WKÖ sieht WTO-Kompromiss als wichtiges politisches Signal, nun sind echte Entscheidungen gefragt

Domany: Schwierige Detailverhandlungen sind zu erwarten -Hauptinteressen Österreichs: verbesserter Marktzugang für industriell-gewerbliche Produkte und Handelserleichterungen

Wien (PWK526) - "Die WTO-Einigung vom Sonntag ist ein wichtiges politisches Signal dafür, dass die 147 Mitgliedstaaten der Welthandelsorganisation an der Doha-Runde festhalten wollen und wird deshalb von der österreichischen Wirtschaft uneingeschränkt begrüßt ", sagte der Generalsekretär der Wirtschaftskammer Österreich (WKÖ), Christian Domany. Der Kompromiss, der den Rahmen für künftige Liberalisierungen vorgibt, müsse nun mit konkretem Leben erfüllt werden. "Denn bei aller Freude über diese Einigung: Der schwierigste Teil der Arbeit liegt noch vor uns. Die Detailverhandlungen werden Jahre in Anspruch nehmen, zumal der vorliegende Text großen Interpretationsspielraum zulässt." Außerdem fehlen vielfach genaue Vorgaben oder Termine, zu denen Subventionen oder Handelshemmnisse abgebaut werden müssen.

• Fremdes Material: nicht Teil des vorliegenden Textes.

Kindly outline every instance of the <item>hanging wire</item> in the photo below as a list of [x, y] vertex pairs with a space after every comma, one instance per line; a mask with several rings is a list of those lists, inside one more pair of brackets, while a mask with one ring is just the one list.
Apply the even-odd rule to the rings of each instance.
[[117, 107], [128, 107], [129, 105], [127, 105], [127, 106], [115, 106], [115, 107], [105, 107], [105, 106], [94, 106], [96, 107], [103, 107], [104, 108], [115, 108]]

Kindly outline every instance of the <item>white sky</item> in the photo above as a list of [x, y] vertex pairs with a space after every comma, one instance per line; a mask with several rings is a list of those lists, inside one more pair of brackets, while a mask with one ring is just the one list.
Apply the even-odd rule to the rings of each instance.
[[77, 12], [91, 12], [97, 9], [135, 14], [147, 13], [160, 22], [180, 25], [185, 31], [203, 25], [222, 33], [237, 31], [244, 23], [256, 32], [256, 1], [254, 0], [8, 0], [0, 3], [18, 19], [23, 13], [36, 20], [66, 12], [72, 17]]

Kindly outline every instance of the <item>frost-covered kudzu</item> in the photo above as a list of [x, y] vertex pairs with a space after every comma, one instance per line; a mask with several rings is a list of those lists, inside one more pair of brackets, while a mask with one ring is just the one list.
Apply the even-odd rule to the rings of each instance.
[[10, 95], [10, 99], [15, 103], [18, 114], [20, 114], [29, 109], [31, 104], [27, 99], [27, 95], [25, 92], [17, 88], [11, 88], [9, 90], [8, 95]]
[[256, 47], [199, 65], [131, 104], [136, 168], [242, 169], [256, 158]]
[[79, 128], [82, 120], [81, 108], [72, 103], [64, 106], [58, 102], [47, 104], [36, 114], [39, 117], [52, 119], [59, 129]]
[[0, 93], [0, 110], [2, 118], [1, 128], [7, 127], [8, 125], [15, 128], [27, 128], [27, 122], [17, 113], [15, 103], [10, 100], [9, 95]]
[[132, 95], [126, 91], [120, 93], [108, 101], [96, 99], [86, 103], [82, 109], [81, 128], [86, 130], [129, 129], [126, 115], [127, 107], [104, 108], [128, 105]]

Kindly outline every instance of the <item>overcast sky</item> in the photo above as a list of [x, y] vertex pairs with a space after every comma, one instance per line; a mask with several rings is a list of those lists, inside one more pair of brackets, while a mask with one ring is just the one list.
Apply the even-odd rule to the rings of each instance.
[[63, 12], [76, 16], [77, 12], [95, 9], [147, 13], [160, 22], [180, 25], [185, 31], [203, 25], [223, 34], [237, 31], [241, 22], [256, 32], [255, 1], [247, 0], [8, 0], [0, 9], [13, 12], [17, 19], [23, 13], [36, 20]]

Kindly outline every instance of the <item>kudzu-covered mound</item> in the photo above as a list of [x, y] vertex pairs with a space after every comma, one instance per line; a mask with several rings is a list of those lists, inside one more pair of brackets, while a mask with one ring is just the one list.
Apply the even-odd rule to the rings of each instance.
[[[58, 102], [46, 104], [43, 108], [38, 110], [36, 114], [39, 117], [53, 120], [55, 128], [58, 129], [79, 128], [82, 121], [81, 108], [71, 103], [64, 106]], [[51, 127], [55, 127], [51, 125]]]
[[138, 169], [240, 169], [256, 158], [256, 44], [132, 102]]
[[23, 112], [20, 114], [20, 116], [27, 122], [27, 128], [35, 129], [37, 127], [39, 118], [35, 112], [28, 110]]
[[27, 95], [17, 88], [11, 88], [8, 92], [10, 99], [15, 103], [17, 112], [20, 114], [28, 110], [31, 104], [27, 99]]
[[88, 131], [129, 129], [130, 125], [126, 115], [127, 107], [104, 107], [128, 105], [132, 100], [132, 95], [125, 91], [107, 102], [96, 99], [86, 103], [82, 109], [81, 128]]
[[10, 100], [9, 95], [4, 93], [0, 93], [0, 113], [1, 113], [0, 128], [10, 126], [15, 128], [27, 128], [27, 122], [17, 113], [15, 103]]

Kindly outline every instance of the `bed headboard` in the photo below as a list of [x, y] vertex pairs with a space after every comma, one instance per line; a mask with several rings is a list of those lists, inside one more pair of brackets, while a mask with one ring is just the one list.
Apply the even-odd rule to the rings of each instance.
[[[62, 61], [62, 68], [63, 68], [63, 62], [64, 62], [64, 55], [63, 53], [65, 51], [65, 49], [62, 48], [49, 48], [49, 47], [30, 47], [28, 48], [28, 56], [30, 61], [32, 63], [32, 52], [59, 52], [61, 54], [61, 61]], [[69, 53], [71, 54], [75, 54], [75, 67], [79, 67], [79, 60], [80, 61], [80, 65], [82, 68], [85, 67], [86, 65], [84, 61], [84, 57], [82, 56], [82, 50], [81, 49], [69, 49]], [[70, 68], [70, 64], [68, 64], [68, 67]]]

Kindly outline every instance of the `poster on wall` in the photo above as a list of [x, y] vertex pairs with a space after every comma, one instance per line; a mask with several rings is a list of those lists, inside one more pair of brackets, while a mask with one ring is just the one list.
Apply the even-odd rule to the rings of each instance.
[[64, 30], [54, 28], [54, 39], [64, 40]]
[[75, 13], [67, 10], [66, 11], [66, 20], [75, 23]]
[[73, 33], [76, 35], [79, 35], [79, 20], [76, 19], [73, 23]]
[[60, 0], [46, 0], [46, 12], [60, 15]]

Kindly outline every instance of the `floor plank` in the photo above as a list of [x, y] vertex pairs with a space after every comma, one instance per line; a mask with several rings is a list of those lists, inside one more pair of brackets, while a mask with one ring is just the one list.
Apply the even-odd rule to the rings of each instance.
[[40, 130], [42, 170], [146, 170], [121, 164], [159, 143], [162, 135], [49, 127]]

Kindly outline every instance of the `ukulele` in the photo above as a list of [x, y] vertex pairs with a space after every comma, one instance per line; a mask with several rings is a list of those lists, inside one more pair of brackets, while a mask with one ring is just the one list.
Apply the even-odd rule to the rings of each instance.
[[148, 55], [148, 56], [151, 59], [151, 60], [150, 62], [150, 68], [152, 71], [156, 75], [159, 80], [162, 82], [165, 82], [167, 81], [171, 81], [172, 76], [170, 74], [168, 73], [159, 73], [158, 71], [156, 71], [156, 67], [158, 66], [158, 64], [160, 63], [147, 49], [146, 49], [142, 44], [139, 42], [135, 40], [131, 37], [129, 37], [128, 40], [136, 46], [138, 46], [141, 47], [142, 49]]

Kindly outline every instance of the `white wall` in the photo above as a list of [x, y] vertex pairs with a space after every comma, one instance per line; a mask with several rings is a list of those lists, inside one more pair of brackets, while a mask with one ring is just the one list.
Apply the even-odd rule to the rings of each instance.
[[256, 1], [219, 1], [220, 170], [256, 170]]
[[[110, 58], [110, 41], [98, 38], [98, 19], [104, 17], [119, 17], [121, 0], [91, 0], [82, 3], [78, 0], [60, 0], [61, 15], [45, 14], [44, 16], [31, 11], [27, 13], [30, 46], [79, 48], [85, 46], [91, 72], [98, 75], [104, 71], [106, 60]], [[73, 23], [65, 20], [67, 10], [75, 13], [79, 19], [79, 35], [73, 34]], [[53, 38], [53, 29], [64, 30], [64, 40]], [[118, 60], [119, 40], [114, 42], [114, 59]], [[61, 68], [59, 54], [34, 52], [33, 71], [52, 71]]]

Bedauernswert aus Sicht der österreichischen und der EU-Wirtschaft sei, dass von den vier so genannten "Singapur-Themen" - Transparenz bei öffentlichen Aufträgen, Investitionen, Wettbewerb und Handelserleichterungen - nur noch das Kapitel Handelserleichterungen Teil der Doha-Runde bleiben wird.

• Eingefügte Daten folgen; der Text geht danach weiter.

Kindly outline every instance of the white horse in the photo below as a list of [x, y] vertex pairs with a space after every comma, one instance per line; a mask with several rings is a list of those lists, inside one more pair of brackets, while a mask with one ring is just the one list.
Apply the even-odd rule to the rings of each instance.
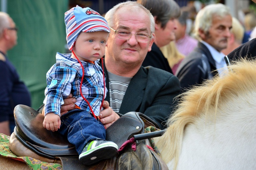
[[256, 169], [256, 61], [181, 96], [157, 146], [170, 169]]
[[[183, 94], [166, 132], [155, 138], [169, 169], [256, 169], [256, 61], [229, 70]], [[1, 169], [28, 168], [0, 160]]]

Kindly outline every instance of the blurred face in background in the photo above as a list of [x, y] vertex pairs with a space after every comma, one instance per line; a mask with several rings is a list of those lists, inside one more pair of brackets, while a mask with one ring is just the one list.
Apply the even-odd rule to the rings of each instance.
[[177, 26], [174, 19], [171, 19], [167, 22], [165, 28], [161, 27], [161, 23], [155, 23], [155, 42], [158, 47], [161, 47], [175, 40], [174, 32]]
[[200, 36], [202, 40], [220, 52], [227, 48], [232, 27], [232, 18], [228, 15], [222, 18], [214, 16], [213, 18], [209, 31], [206, 33], [200, 31]]
[[11, 17], [9, 18], [8, 20], [10, 26], [6, 28], [6, 35], [8, 38], [8, 48], [10, 49], [17, 45], [18, 37], [15, 23]]

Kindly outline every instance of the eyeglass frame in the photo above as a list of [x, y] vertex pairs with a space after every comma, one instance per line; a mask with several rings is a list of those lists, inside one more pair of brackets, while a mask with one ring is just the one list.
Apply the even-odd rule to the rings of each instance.
[[8, 30], [15, 30], [16, 31], [17, 31], [18, 30], [18, 29], [16, 27], [14, 27], [14, 28], [7, 28]]
[[[117, 34], [118, 34], [118, 33], [117, 33], [117, 31], [118, 31], [118, 30], [120, 30], [119, 29], [117, 29], [117, 30], [114, 30], [114, 29], [113, 29], [113, 28], [112, 28], [111, 27], [109, 27], [109, 28], [110, 28], [110, 29], [111, 29], [111, 30], [112, 30], [113, 31], [114, 31], [114, 32], [115, 32], [115, 33], [116, 33], [116, 34], [117, 35]], [[125, 29], [121, 29], [121, 30], [125, 30]], [[125, 39], [125, 38], [120, 38], [120, 37], [118, 37], [118, 36], [117, 36], [117, 37], [118, 37], [118, 38], [120, 38], [120, 39], [122, 39], [122, 40], [128, 40], [130, 39], [130, 38], [131, 38], [131, 36], [132, 36], [132, 35], [134, 35], [135, 36], [135, 38], [136, 38], [136, 41], [138, 41], [138, 42], [140, 42], [140, 43], [147, 43], [149, 41], [150, 41], [150, 38], [151, 38], [151, 37], [152, 37], [152, 35], [151, 35], [152, 34], [148, 34], [148, 33], [145, 33], [145, 34], [148, 34], [148, 41], [146, 41], [146, 42], [141, 42], [141, 41], [138, 41], [138, 40], [137, 40], [137, 38], [136, 38], [136, 35], [137, 35], [137, 34], [138, 33], [140, 33], [140, 32], [137, 32], [136, 33], [136, 34], [131, 34], [131, 31], [129, 31], [129, 30], [126, 30], [126, 31], [129, 31], [129, 32], [130, 32], [131, 33], [131, 35], [130, 35], [130, 37], [129, 37], [128, 38], [128, 39]]]

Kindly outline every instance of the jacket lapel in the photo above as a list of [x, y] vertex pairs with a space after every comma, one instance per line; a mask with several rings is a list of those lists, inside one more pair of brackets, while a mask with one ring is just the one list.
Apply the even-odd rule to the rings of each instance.
[[[110, 103], [109, 81], [105, 63], [103, 62], [104, 72], [106, 74], [106, 87], [108, 91], [105, 100]], [[119, 112], [122, 114], [131, 111], [139, 111], [138, 108], [141, 104], [147, 83], [147, 75], [141, 67], [133, 76], [124, 96]]]
[[131, 80], [120, 107], [119, 112], [139, 111], [147, 83], [147, 75], [141, 67]]

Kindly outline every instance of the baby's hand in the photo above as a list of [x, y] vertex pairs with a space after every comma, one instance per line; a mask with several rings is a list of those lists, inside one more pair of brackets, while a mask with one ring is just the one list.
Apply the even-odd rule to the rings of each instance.
[[60, 127], [60, 118], [59, 116], [53, 113], [49, 113], [44, 117], [43, 126], [48, 130], [57, 131]]

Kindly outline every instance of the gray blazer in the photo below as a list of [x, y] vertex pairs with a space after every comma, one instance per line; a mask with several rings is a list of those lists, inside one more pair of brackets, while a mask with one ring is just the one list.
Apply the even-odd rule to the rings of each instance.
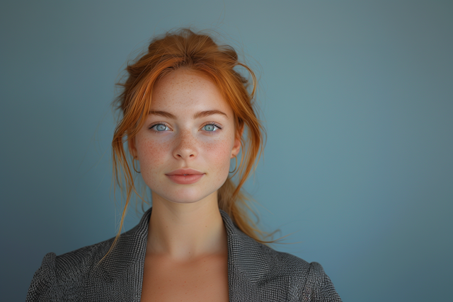
[[[151, 209], [98, 266], [113, 238], [56, 256], [47, 254], [26, 301], [139, 301]], [[228, 238], [230, 301], [341, 301], [317, 262], [277, 252], [246, 236], [222, 210]]]

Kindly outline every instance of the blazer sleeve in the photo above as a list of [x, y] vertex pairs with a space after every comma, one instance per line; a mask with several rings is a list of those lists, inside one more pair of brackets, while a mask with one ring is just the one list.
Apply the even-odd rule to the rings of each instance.
[[55, 257], [54, 252], [49, 252], [42, 259], [41, 267], [38, 269], [28, 288], [25, 302], [45, 301], [46, 292], [55, 280]]
[[310, 263], [303, 297], [304, 302], [341, 302], [331, 279], [318, 262]]

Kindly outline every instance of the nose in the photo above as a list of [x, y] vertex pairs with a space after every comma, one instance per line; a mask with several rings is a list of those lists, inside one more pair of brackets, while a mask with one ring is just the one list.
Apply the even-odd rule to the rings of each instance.
[[178, 159], [188, 160], [197, 157], [196, 139], [190, 131], [183, 131], [177, 138], [173, 156]]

"Aus Sicht der österreichischen Wirtschaft besteht das Ziel der jetzt folgenden Detailverhandlungen insbesondere in einer verbesserten Erschließung vorhandener und neuer Märkte", unterstrich Domany. Der WKÖ-General wies in diesem Zusammenhang darauf hin, dass die österreichische Wirtschaft die unter "Entwicklungsdimension" firmierenden Ausnahmen für die am wenigsten entwickelten Länder zwar mitträgt, dass manche Länder wie China, Brasilien und Südafrika aber längst nicht mehr als "klassische" Entwicklungsländer zu betrachten seien und auch für die österreichische Wirtschaft interessante Exportmärkte darstellen. Deren Märkte müssten ebenfalls geöffnet werden. "In der EU beträgt der durchschnittliche Zollsatz für gewerblich-industrielle Güter zirka vier Prozent, in einigen Entwicklungsländern sind es 50, 70 oder gar mehr als 100 Prozent. Liberalisierung darf keine Einbahnstraße sein."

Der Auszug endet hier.